The HB 205 and HB 215 use Ultra Capacitors instead of the nickel metal batteries found in hybrid cars, for faster energy storage and transmission back to the motor.

The hybrids contain two motors – a slew motor, and a generator motor which assists the engine.

These excavators use 550 Volts AC between the swing motors and motor generators, while the capacitors store energy at 300 Volts DC.

The hybrid electrical system itself is fully insulated "so there is no chance of a high voltage accident," Komatsu Australia national business manager construction and excavation Chris Moroz told Australian Mining.

In the case of any voltage surges, the hybrid system automatically shuts down when problems are detected.

Despite replacing the six cylinder diesel engine with a four cylinder engine power has not been sacrificed.

According to Moroz, these hybrid excavators "run the same hydraulic breakout as normal excavators and the lifting capacity is the same as the PC200.

"When running a digging application, the hydraulics are assisted by the electric motor."

This makes operation much quieter.

Operators in the cabin only have to deal with noise levels of around 68 decibels.

Due to its electric motor, the hybrid excavators also have a much lower rpm, with a super low idle of only 700 rpm as opposed to the higher idle speed of 1400 rpm for the PC200.

This has also made the noise of the hybrid recognisable as "diesel engines sound different at super low idle rates".

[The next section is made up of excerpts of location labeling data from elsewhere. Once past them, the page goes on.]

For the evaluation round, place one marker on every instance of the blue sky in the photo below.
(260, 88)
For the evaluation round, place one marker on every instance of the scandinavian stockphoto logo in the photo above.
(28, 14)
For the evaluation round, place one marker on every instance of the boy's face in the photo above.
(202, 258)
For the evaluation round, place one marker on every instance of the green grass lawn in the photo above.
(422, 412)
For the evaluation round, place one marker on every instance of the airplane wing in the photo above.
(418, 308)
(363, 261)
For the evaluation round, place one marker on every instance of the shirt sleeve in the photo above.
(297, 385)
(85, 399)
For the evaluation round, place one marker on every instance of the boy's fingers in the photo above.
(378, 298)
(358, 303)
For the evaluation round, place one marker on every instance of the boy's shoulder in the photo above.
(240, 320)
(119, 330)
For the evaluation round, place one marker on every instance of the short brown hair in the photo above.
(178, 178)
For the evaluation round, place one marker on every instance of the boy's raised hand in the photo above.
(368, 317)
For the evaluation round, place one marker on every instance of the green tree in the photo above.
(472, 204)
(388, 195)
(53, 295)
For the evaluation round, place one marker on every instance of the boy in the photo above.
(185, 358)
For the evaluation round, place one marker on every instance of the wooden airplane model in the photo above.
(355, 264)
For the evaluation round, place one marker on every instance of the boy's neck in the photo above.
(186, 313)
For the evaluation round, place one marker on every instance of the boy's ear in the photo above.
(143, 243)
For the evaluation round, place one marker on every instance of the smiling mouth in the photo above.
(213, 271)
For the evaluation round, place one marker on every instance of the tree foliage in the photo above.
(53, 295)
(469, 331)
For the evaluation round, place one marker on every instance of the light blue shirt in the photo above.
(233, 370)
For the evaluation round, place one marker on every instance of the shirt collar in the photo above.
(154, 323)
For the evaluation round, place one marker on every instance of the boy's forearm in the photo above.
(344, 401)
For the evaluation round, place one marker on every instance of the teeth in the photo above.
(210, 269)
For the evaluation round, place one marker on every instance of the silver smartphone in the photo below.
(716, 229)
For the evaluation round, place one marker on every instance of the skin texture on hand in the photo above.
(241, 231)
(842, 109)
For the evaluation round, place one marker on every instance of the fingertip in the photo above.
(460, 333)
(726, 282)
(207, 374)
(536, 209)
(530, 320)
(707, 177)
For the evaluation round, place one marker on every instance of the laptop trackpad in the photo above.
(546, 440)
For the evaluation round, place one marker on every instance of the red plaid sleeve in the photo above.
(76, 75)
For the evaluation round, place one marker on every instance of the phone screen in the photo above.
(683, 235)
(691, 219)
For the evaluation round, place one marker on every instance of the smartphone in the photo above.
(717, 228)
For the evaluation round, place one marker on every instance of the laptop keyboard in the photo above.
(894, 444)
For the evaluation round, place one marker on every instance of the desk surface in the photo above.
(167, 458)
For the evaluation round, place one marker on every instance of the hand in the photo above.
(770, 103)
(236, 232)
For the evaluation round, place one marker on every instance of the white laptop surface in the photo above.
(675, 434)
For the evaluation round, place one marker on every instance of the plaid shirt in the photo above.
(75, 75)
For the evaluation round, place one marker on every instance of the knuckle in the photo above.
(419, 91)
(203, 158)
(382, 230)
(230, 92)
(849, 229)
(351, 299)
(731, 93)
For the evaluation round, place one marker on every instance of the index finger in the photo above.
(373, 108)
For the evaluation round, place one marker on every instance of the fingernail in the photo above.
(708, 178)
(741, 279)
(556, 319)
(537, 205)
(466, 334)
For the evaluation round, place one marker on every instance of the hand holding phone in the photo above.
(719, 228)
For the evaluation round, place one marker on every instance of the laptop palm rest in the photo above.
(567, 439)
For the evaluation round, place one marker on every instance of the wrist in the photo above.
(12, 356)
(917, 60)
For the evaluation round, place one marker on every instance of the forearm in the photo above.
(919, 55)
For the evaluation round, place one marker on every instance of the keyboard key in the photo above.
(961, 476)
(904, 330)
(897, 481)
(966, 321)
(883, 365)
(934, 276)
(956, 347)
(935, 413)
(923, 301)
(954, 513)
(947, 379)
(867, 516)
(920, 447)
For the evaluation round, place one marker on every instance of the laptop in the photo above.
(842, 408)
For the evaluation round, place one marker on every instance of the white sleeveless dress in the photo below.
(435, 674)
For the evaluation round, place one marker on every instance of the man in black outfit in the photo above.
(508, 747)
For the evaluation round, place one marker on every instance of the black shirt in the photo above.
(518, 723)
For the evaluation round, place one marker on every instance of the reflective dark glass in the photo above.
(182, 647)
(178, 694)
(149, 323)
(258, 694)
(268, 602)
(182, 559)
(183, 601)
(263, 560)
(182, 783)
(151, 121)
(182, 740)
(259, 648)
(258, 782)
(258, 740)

Speaking to Oliver Diprose the CEO of Tasmanian civil and mining contractor Gradco, which bought the first hybrid in Australia, he told Australian Mining they purchased the excavator as "our company is always on the lookout for innovative products, as there are a lot of similarities between contractors, and having a greener machine such as this is really a point of difference for us.

"We’ve already seen a positive response to purchasing them. On top of this are the diesel savings, as owning 180 pieces of plant equipment, we go through two to two and half million litres of diesel fuel every year," Diprose added.

While the excavators showcased at the Boots On event were the first in Australia, there are currently 700 machines globally, with approximately 500 of the hybrid earthmovers operating in Japan.

Despite the differing power system, users can learn to operate the machine in a single hour long handover.

Extra training is not needed.

However, training the next generation of mechanics and diesel fitters is something on which Komatsu has heavily focused.

Managing director Sean Taylor said its training scheme, the Apprentice Development System (ADS), has been a key issue for the company.

"It’s our responsibility to train plant and heavy machinery technicians for our industry," Taylor said.

As reported in Australian Mining in February, Komatsu has been working in a partnership with TAFE to give apprentices skills in plant maintenance and repair.

To date there are more than 120 apprentices in the program, "with 140 expected in the next round," he said.

"We are aiming to constantly increase apprentice numbers," Taylor added.

He went on to say that Komatsu is working on building capacity to support the upcoming mining boom, and being a technology leader in the industry.